2024-07-16 11:06:23   212人阅读

先一道一道题慢慢补上,

1009.题意,一棵N(N<=50000)个节点的树,每个节点上有一个字母值,给定一个串S0(|S0| <=30),q个询问,(q<=50000),每次询问经过两个点u,v之间的路径上的字母构成字符串S,问S0在S中作为序列出现了多少次。

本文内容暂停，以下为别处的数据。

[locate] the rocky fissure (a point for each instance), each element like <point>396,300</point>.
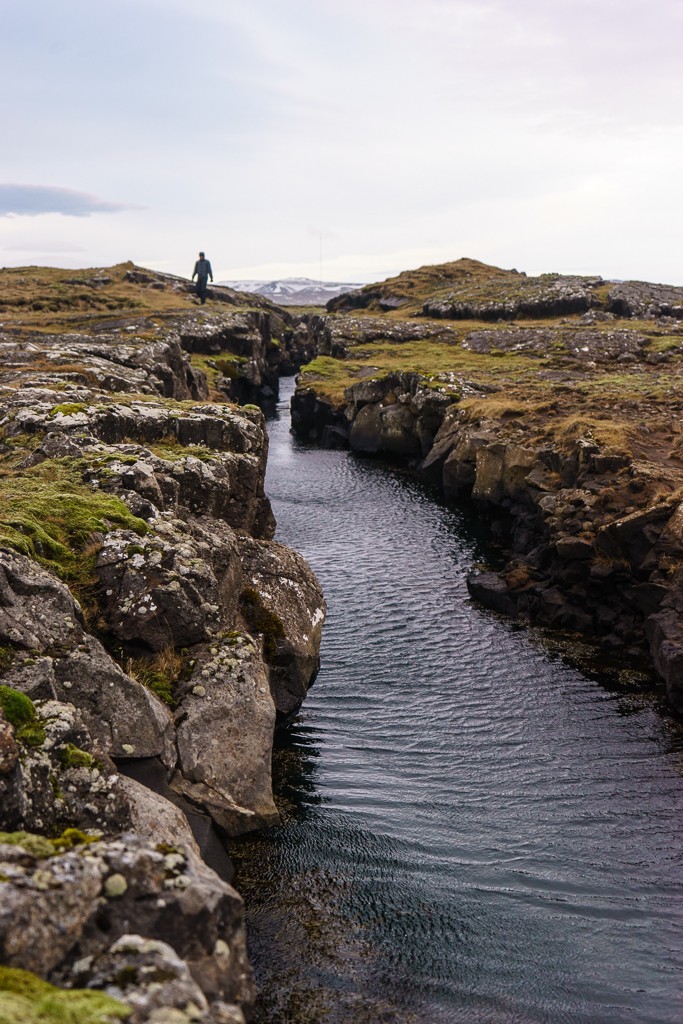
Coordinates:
<point>584,501</point>
<point>146,617</point>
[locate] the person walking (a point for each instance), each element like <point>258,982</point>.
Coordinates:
<point>202,271</point>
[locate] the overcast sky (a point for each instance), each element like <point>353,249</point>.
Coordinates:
<point>381,134</point>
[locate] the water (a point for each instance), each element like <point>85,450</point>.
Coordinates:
<point>474,830</point>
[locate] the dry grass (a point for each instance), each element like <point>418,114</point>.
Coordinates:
<point>159,673</point>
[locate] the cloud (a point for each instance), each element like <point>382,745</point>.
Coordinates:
<point>32,201</point>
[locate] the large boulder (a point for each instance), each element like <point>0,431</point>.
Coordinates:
<point>52,657</point>
<point>60,912</point>
<point>225,721</point>
<point>284,596</point>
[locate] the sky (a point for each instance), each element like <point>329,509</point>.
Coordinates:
<point>347,140</point>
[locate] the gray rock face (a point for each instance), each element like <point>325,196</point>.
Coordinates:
<point>39,616</point>
<point>225,721</point>
<point>176,587</point>
<point>636,298</point>
<point>507,298</point>
<point>289,591</point>
<point>151,978</point>
<point>61,779</point>
<point>73,907</point>
<point>164,601</point>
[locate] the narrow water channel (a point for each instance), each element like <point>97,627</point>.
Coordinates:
<point>474,830</point>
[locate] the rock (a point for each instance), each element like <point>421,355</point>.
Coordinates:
<point>665,634</point>
<point>56,918</point>
<point>37,612</point>
<point>398,434</point>
<point>154,818</point>
<point>61,779</point>
<point>488,589</point>
<point>175,587</point>
<point>636,298</point>
<point>574,548</point>
<point>39,615</point>
<point>295,608</point>
<point>150,977</point>
<point>632,537</point>
<point>225,722</point>
<point>366,433</point>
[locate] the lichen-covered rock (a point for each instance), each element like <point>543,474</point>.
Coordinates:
<point>151,978</point>
<point>175,587</point>
<point>154,818</point>
<point>638,298</point>
<point>292,599</point>
<point>58,913</point>
<point>54,658</point>
<point>61,779</point>
<point>225,721</point>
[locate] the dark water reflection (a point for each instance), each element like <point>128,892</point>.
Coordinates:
<point>475,830</point>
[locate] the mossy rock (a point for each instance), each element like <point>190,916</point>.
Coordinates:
<point>74,757</point>
<point>48,513</point>
<point>26,998</point>
<point>19,712</point>
<point>68,408</point>
<point>42,846</point>
<point>262,621</point>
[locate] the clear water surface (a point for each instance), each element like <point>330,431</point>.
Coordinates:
<point>474,830</point>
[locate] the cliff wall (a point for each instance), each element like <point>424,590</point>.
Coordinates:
<point>566,436</point>
<point>151,632</point>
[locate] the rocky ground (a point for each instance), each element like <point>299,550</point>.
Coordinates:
<point>152,634</point>
<point>554,403</point>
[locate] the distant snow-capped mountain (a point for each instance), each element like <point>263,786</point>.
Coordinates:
<point>293,291</point>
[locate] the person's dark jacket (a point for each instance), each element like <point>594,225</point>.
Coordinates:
<point>203,270</point>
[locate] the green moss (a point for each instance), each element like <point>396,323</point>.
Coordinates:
<point>68,409</point>
<point>172,450</point>
<point>48,513</point>
<point>71,838</point>
<point>166,848</point>
<point>43,846</point>
<point>74,757</point>
<point>39,846</point>
<point>159,674</point>
<point>25,998</point>
<point>262,621</point>
<point>18,708</point>
<point>160,684</point>
<point>7,655</point>
<point>19,712</point>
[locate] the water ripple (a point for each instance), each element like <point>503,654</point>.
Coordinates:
<point>476,832</point>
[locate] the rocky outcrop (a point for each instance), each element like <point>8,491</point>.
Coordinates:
<point>72,916</point>
<point>559,502</point>
<point>146,617</point>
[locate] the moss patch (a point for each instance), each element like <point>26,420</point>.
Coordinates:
<point>25,998</point>
<point>48,513</point>
<point>262,621</point>
<point>19,712</point>
<point>42,846</point>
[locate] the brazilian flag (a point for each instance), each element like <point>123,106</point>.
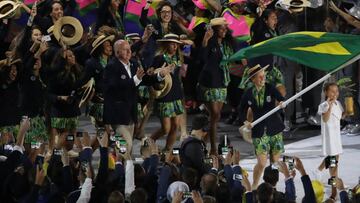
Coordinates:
<point>320,50</point>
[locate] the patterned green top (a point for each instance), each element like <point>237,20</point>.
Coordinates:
<point>274,77</point>
<point>226,52</point>
<point>259,95</point>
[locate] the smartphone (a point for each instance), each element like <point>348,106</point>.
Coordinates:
<point>176,151</point>
<point>287,159</point>
<point>187,195</point>
<point>46,38</point>
<point>58,152</point>
<point>224,151</point>
<point>275,166</point>
<point>332,161</point>
<point>350,195</point>
<point>291,166</point>
<point>35,145</point>
<point>121,145</point>
<point>208,27</point>
<point>112,138</point>
<point>139,160</point>
<point>8,147</point>
<point>70,138</point>
<point>237,177</point>
<point>84,165</point>
<point>79,134</point>
<point>117,137</point>
<point>332,181</point>
<point>208,161</point>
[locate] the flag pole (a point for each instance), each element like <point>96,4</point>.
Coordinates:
<point>291,99</point>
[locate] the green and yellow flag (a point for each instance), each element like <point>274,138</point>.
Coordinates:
<point>319,50</point>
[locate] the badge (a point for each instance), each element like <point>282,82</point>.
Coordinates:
<point>268,98</point>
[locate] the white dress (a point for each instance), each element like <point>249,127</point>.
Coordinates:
<point>330,131</point>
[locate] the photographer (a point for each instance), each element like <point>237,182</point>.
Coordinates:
<point>195,145</point>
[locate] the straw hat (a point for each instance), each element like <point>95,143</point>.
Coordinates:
<point>354,11</point>
<point>100,40</point>
<point>162,89</point>
<point>50,29</point>
<point>68,29</point>
<point>8,8</point>
<point>218,21</point>
<point>133,36</point>
<point>170,38</point>
<point>297,3</point>
<point>231,2</point>
<point>254,70</point>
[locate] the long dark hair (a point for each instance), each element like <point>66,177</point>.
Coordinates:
<point>228,40</point>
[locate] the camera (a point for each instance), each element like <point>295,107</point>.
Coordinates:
<point>187,195</point>
<point>176,151</point>
<point>333,161</point>
<point>224,151</point>
<point>275,166</point>
<point>332,181</point>
<point>35,145</point>
<point>208,161</point>
<point>70,138</point>
<point>58,152</point>
<point>79,134</point>
<point>237,177</point>
<point>84,165</point>
<point>288,159</point>
<point>8,147</point>
<point>121,145</point>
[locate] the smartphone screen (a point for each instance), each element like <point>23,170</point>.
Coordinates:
<point>70,138</point>
<point>237,177</point>
<point>176,151</point>
<point>79,134</point>
<point>187,195</point>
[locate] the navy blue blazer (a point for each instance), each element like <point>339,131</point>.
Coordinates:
<point>120,93</point>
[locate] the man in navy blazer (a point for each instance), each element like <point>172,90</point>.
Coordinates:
<point>121,79</point>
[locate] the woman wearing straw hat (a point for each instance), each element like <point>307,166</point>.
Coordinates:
<point>214,78</point>
<point>62,88</point>
<point>110,12</point>
<point>9,94</point>
<point>94,68</point>
<point>164,24</point>
<point>169,107</point>
<point>267,135</point>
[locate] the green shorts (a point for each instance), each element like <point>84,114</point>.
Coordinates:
<point>170,109</point>
<point>213,94</point>
<point>96,111</point>
<point>65,123</point>
<point>269,144</point>
<point>14,129</point>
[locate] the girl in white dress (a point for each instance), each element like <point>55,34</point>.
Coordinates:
<point>331,112</point>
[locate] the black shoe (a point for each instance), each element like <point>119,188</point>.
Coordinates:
<point>231,119</point>
<point>237,122</point>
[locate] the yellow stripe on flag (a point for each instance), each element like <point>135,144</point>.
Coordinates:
<point>333,48</point>
<point>311,34</point>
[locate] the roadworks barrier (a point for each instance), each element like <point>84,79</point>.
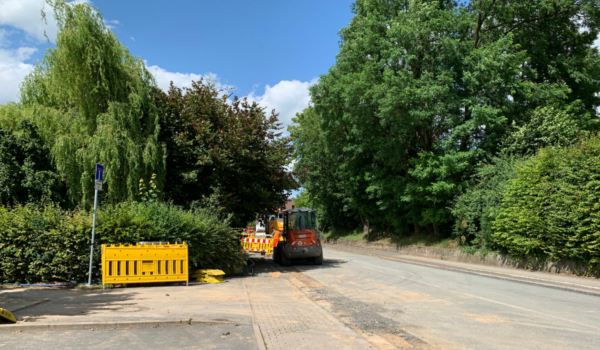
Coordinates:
<point>145,262</point>
<point>209,276</point>
<point>259,245</point>
<point>7,316</point>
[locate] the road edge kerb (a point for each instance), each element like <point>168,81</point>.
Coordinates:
<point>435,264</point>
<point>20,327</point>
<point>564,267</point>
<point>260,340</point>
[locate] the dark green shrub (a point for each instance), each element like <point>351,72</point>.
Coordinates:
<point>475,209</point>
<point>551,210</point>
<point>46,243</point>
<point>26,170</point>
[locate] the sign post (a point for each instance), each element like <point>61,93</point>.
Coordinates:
<point>97,187</point>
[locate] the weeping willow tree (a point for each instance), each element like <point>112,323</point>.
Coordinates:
<point>94,102</point>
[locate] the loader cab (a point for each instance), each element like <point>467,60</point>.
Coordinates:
<point>275,223</point>
<point>301,236</point>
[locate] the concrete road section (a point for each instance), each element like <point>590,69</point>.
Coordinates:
<point>357,299</point>
<point>130,338</point>
<point>433,307</point>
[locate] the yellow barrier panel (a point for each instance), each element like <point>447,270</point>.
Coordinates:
<point>210,276</point>
<point>258,245</point>
<point>144,263</point>
<point>7,316</point>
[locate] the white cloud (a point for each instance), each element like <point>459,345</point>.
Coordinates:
<point>164,78</point>
<point>111,24</point>
<point>12,72</point>
<point>4,37</point>
<point>287,97</point>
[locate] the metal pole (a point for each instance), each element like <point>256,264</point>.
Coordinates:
<point>92,246</point>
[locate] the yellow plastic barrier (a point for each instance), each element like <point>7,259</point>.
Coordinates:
<point>7,316</point>
<point>210,276</point>
<point>144,263</point>
<point>262,245</point>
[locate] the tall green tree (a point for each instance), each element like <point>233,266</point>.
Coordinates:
<point>232,152</point>
<point>423,90</point>
<point>93,102</point>
<point>323,188</point>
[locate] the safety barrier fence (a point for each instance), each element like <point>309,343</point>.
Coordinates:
<point>144,263</point>
<point>258,245</point>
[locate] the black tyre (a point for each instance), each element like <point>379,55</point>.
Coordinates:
<point>319,259</point>
<point>284,260</point>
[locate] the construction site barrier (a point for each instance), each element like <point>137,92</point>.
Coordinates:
<point>6,315</point>
<point>144,263</point>
<point>258,245</point>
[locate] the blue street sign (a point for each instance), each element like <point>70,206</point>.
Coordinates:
<point>99,172</point>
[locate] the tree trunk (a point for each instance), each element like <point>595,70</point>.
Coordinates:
<point>417,228</point>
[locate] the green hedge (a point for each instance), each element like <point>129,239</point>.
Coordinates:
<point>46,243</point>
<point>551,210</point>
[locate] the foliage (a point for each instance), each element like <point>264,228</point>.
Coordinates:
<point>547,127</point>
<point>93,102</point>
<point>423,91</point>
<point>230,151</point>
<point>26,170</point>
<point>46,243</point>
<point>323,189</point>
<point>550,210</point>
<point>417,98</point>
<point>475,210</point>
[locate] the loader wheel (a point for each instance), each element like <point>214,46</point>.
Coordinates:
<point>284,260</point>
<point>319,259</point>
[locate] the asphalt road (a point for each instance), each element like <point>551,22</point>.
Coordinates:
<point>450,309</point>
<point>391,301</point>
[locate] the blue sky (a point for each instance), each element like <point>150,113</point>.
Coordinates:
<point>269,51</point>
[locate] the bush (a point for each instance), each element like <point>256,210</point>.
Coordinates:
<point>551,210</point>
<point>27,173</point>
<point>475,209</point>
<point>46,243</point>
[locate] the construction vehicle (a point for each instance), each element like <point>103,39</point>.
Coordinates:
<point>300,238</point>
<point>292,234</point>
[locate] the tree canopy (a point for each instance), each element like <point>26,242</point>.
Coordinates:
<point>424,90</point>
<point>94,102</point>
<point>230,151</point>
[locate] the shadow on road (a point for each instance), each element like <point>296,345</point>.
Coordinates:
<point>32,304</point>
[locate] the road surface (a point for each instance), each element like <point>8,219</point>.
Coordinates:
<point>357,299</point>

分析:对于每次询问需要知道其LCA,设w = LCA(u, v),可以用tarjan处理出来,或者倍增法也行。然后w会将S0分成两部分,记做S1,S2,然后分别考虑S1在u->w的路径出现次数,以及S2在v->w出现的次数。

S1(x) = S0[1....x],1<=x<=|S0|.

以S1为例,需要预处理出来u到根节点的路径上对应S0[i,j]序列出现的次数,设为dp1[u][i][j],然后S1(x)在u->w出现的次数记为t1[x],那么

t1[x] = dp1[u][1][x] - sum{t1[a-1]*dp1[fa[w]][a][x]} (1<=a<=x)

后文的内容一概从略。